Extracts from a Conversation with Azar Nafisi on Inge Morath’s Photographs of Iran in 1950’s

As an Iranian born writer on literature, who is also deeply interested in the role of women within civic society, I invited Azar Nafisi to comment on Inge Morath’s photographs of Iran from a variety of perspectives; historical as well as political, personal as well as cultural. As an writer and social critic, Nafisi shares with Morath a common set of intellectual concerns. Both are motivated by the larger historical movements of the 20th century, and both approach the study of the cultures that have been transformed by such movements through their creative output, particularly their literature and poetry.
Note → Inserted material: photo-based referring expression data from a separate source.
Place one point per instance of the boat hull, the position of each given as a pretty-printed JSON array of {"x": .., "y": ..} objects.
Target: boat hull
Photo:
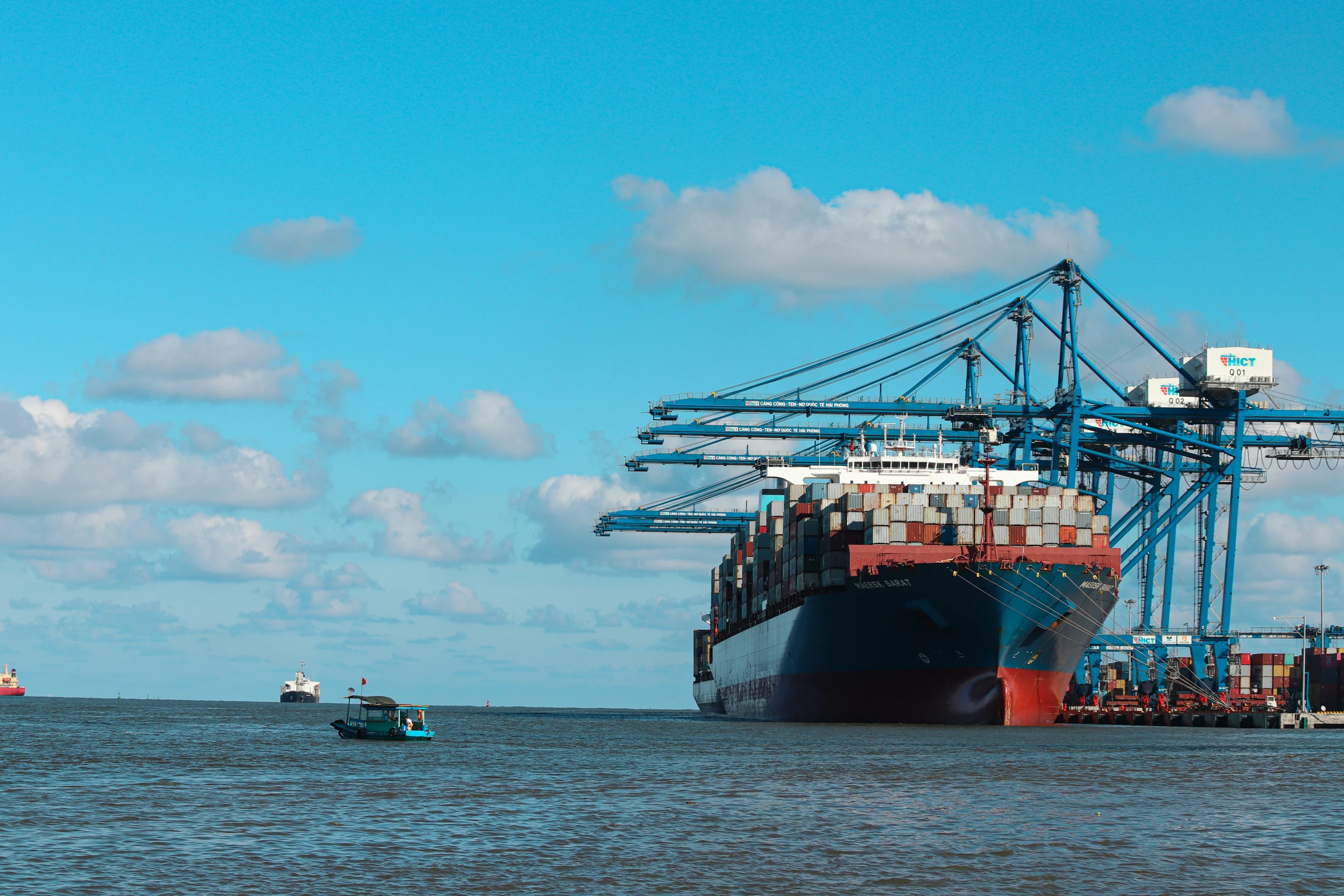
[
  {"x": 924, "y": 636},
  {"x": 356, "y": 732}
]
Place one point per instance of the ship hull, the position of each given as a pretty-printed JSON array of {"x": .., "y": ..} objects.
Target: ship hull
[
  {"x": 924, "y": 635},
  {"x": 707, "y": 698}
]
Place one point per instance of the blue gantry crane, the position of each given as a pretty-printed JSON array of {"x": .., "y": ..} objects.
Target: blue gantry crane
[{"x": 1176, "y": 445}]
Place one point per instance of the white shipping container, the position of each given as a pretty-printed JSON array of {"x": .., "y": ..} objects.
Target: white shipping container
[{"x": 1231, "y": 366}]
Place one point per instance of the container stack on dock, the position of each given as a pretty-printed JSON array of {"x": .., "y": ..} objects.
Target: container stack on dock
[{"x": 1326, "y": 678}]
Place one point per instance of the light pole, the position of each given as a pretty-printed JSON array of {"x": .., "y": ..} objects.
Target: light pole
[
  {"x": 1320, "y": 572},
  {"x": 1303, "y": 700}
]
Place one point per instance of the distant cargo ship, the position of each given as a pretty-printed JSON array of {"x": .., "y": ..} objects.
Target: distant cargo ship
[
  {"x": 10, "y": 686},
  {"x": 870, "y": 593},
  {"x": 301, "y": 690}
]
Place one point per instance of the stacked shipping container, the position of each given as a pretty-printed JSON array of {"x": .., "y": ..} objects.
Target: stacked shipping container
[
  {"x": 1326, "y": 678},
  {"x": 803, "y": 533}
]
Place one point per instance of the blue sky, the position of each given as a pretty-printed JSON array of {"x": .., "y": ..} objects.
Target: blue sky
[{"x": 419, "y": 312}]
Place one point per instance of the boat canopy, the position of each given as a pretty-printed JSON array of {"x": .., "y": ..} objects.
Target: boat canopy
[
  {"x": 385, "y": 703},
  {"x": 373, "y": 702}
]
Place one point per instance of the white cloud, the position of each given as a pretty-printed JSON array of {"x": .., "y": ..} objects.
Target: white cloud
[
  {"x": 300, "y": 241},
  {"x": 220, "y": 547},
  {"x": 1283, "y": 533},
  {"x": 1222, "y": 120},
  {"x": 212, "y": 366},
  {"x": 113, "y": 527},
  {"x": 566, "y": 507},
  {"x": 661, "y": 612},
  {"x": 53, "y": 459},
  {"x": 484, "y": 424},
  {"x": 765, "y": 232},
  {"x": 335, "y": 382},
  {"x": 202, "y": 439},
  {"x": 408, "y": 533},
  {"x": 551, "y": 618},
  {"x": 458, "y": 602}
]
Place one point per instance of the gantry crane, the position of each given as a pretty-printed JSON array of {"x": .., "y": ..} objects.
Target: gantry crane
[{"x": 1186, "y": 452}]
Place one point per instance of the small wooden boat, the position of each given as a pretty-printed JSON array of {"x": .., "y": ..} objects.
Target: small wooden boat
[{"x": 382, "y": 719}]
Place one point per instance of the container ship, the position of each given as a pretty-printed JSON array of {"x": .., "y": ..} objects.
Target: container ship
[
  {"x": 301, "y": 690},
  {"x": 874, "y": 593},
  {"x": 10, "y": 686}
]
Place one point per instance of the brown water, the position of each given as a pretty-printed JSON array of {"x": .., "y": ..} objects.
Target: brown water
[{"x": 168, "y": 797}]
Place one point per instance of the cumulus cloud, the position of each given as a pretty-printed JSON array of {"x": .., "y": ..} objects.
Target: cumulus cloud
[
  {"x": 213, "y": 366},
  {"x": 769, "y": 233},
  {"x": 565, "y": 509},
  {"x": 300, "y": 241},
  {"x": 484, "y": 424},
  {"x": 220, "y": 547},
  {"x": 551, "y": 618},
  {"x": 458, "y": 602},
  {"x": 114, "y": 527},
  {"x": 1222, "y": 120},
  {"x": 53, "y": 459},
  {"x": 408, "y": 531}
]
In approaching Morath’s photographs, I asked Nafisi to consider, on the one hand, how Morath might have prepared for her visit to Iran, and what impact a consciousness largely shaped by its literature might have on the photographs she made there. On the other hand, I asked her to imagine a contemporary, non-Iranian viewer of Morath’s images, whose knowledge of Nafisi’s homeland has been shaped in large part through the media coverage, much of it photographic, of recent political events in Iran. Balancing these, during our conversation, in Washington, DC on October 27th, 2008, Nafisi provided both an objective context for encountering Morath’s photographs and a sincerely personal response to them.